Видно, наступление скоро, потому что султан сам вдруг примчался, правда, потом сидел без дела две недели, наверное, все обдумывал. А вот теперь вызвал к себе шехзаде Мустафу. Может, решил заменить сераскера? Правильно, во главе похода должен стоять будущий султан, а не этот босняк-выскочка. Это беда Повелителя, вечно он приближает к себе безродных рабов.

Шехзаде шел по лагерю султана, ловя на себе любопытные и восхищенные взгляды, и думал, как смотрели бы, объяви он вдруг, что уже стал султаном? Здесь, может, и не очень обрадовались, а вот в Конье янычары ревели бы от восторга.

Зачем звал отец? Может, хочет предложить возглавить поход? Это Мустафе ни к чему, срывался договор с Тахмаспом, значит, следовало скромно отказаться, дав понять, что способен на большее, нежели просто гонять персидского шаха по его землям, и удалиться в Конью. А там…

В шатер султана вошел тоже спокойно, прямой, вальяжный, знающий себе цену. Он был готов лишь склонить голову перед Повелителем, но не кланяться, и от этого первого движения многое зависело. Если согнется у всех на виду, значит, будет сидеть в ожидании еще долго. А вот если сейчас пересилит также на глазах у приближенных султана хотя бы взглядом, то сумеет победить и в остальном.
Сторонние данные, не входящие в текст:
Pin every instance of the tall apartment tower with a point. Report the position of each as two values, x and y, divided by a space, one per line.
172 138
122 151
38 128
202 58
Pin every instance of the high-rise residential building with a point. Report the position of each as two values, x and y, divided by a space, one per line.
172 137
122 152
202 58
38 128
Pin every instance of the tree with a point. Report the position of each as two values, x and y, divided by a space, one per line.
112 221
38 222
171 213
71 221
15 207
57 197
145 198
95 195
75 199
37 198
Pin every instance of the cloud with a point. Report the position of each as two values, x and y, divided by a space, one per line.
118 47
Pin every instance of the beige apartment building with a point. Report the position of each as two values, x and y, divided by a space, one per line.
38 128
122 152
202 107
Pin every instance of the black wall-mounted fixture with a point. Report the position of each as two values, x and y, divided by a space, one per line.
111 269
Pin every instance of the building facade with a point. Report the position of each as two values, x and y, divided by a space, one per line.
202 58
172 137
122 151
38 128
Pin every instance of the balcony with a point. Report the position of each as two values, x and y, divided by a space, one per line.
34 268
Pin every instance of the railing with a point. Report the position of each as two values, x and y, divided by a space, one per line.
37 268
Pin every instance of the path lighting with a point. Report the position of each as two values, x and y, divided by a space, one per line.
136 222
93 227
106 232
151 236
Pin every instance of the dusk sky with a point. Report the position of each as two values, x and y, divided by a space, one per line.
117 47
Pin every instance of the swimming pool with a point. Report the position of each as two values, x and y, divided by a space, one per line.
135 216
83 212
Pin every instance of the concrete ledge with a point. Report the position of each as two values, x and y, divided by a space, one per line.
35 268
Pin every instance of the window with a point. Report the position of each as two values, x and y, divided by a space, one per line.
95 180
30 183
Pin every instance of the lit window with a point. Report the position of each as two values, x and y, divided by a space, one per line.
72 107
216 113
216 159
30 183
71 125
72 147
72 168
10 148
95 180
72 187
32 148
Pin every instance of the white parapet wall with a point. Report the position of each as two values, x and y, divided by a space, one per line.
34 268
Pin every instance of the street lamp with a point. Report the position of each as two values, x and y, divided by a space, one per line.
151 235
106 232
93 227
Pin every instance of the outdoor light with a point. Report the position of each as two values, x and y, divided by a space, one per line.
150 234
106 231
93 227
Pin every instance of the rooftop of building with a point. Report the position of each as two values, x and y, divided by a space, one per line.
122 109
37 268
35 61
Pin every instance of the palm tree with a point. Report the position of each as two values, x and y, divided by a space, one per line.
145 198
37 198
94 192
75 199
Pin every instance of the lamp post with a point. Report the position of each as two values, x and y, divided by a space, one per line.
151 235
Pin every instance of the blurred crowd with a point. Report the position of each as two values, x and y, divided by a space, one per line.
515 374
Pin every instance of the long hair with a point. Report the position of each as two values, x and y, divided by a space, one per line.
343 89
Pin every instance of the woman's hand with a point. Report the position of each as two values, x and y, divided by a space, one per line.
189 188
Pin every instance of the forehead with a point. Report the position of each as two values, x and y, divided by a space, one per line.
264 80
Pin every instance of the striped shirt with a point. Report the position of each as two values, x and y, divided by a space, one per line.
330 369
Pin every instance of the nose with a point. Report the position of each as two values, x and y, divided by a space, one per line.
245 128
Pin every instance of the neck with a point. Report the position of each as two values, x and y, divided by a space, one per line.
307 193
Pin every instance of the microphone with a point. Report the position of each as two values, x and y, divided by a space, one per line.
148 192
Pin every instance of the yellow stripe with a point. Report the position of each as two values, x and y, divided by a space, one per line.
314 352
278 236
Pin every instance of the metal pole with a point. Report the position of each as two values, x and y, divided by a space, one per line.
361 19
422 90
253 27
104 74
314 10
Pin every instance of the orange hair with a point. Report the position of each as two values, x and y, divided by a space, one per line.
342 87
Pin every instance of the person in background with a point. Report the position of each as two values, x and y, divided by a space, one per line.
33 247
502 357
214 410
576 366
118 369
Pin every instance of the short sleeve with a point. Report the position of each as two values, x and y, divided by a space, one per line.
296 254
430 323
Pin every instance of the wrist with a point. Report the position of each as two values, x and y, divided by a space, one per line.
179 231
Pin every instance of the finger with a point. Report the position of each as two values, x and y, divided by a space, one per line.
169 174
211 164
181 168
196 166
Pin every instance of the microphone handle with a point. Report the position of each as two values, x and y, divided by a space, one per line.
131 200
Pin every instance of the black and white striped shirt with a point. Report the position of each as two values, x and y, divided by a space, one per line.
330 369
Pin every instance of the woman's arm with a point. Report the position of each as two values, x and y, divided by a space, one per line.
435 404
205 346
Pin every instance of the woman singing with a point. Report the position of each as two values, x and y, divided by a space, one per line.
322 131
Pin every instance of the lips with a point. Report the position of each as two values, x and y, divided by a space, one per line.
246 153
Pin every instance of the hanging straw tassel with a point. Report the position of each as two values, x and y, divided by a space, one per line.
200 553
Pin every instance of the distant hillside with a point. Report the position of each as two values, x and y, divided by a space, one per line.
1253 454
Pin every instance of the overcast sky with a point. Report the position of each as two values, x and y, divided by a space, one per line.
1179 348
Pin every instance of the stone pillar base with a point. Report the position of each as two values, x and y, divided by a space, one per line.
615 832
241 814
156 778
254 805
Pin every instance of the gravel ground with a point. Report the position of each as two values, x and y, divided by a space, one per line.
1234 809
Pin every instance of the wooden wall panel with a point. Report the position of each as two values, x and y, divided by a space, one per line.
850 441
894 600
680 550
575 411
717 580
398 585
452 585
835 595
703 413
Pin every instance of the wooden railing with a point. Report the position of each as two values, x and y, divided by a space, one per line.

Мустафа был уверен в себе, знал, что сможет соблюсти ту тонкую грань, которая покажет всем, что сын хотя и послушен воле отца, но должен уже править вместо него.

Никаких придворных в шатре не было, только в углах темные силуэты дильсизов. Значит, беседа будет наедине? Султан хочет сначала попросить за своих младших сыновей? Да пусть просит, не жаль. Мустафа не собирался оставлять им жизнь, но для спокойствия султана готов обещать сделать это. Потом нужно будет построить пару мечетей, чтобы искупить грех обмана.

Шагнул вперед, как и намеревался, слегка склонив голову перед сидевшим на походном троне Повелителем. Сулейман медленно вскинул на сына глаза…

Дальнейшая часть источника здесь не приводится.